What are the challenges involved in implementing embedded finance strategies?
Ahon Sarkar: I would say it's a business, not a feature – that's the thing that many people forget. People look at Stripe and think they can add payment acceptance in five days and once it is added, now it is there forever, and nothing else needs to be done. Banking is a business. Once a banking product is launched, you are now in the banking business. Just know, if a company is doing it, they should be in this for the long haul – and to win, not just for the sake of launching. That's probably the biggest misconception that I come across. If done right, this will continue to grow and become a bigger part of the business.
The other thing is, the company should think, what is my strategy, and how am I going to survive for the long haul? How am I going to practically differentiate so nobody can copy me and I don't go out of business? The companies that don't think about that are going to make short-sighted decisions that lose them money, take up resources and time, and ultimately don't result in anything – which is why we focus so much on a small number of companies that can do those things at scale, as opposed to trying to sign hundreds and hundreds of companies that are testing out embedded finance and launching it as a feature. We try to find somebody who's going to grow and serve the American population – and eventually the global population.
What is next in embedded finance and the next big fintech trend that could disrupt the financial ecosystem?
Ahon Sarkar: I'll give one answer involving embedded finance, and one outside of embedded finance. The former is going to be business accounts. Currently, business accounts still suck, and that's at a time when more small businesses are created than ever before on a monthly basis. When more of those businesses are micro-businesses run by one person, and they need help running it, there's a massive opportunity to serve by brands that are already selling the types of goods that they're selling, but they need the infrastructure to get better first. So that's why we're focused on business accounts – we'll see us launch that and I think that's going to be a trend coming out.

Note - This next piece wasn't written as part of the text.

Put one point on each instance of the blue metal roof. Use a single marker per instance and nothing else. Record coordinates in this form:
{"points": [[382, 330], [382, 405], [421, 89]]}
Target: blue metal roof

The non-embedded finance one will be the evolution of the identity. The concept of identity is changing. At the end of the day, the identity, much like the product, should be built around the person, where every attribute is around that individual. I should own my identity, and once it's been validated, I should be able to show anybody that validation, so that I don't have to redo it every single time and the company does not pay a ton of cost. Also, potentially, I even get a slice of the pie. But I think that will take time, and it will also require more and more companies to launch things like banking, because they have to use this identity over and over again across different contexts. But if we do that, I think we'll get a world in which consumers own and get access to their data, and potentially get compensated for it – because of which the cost to bring on a consumer will go down. And most importantly, fraud losses would go down dramatically, because you get a better understanding of who is who they say they are and who's not, and how you validate that. So that would be the next thing that I think no one is seeing right now, which might take probably 12 to 24 months to really come out into the market – but we're seeing some pretty interesting initial signals.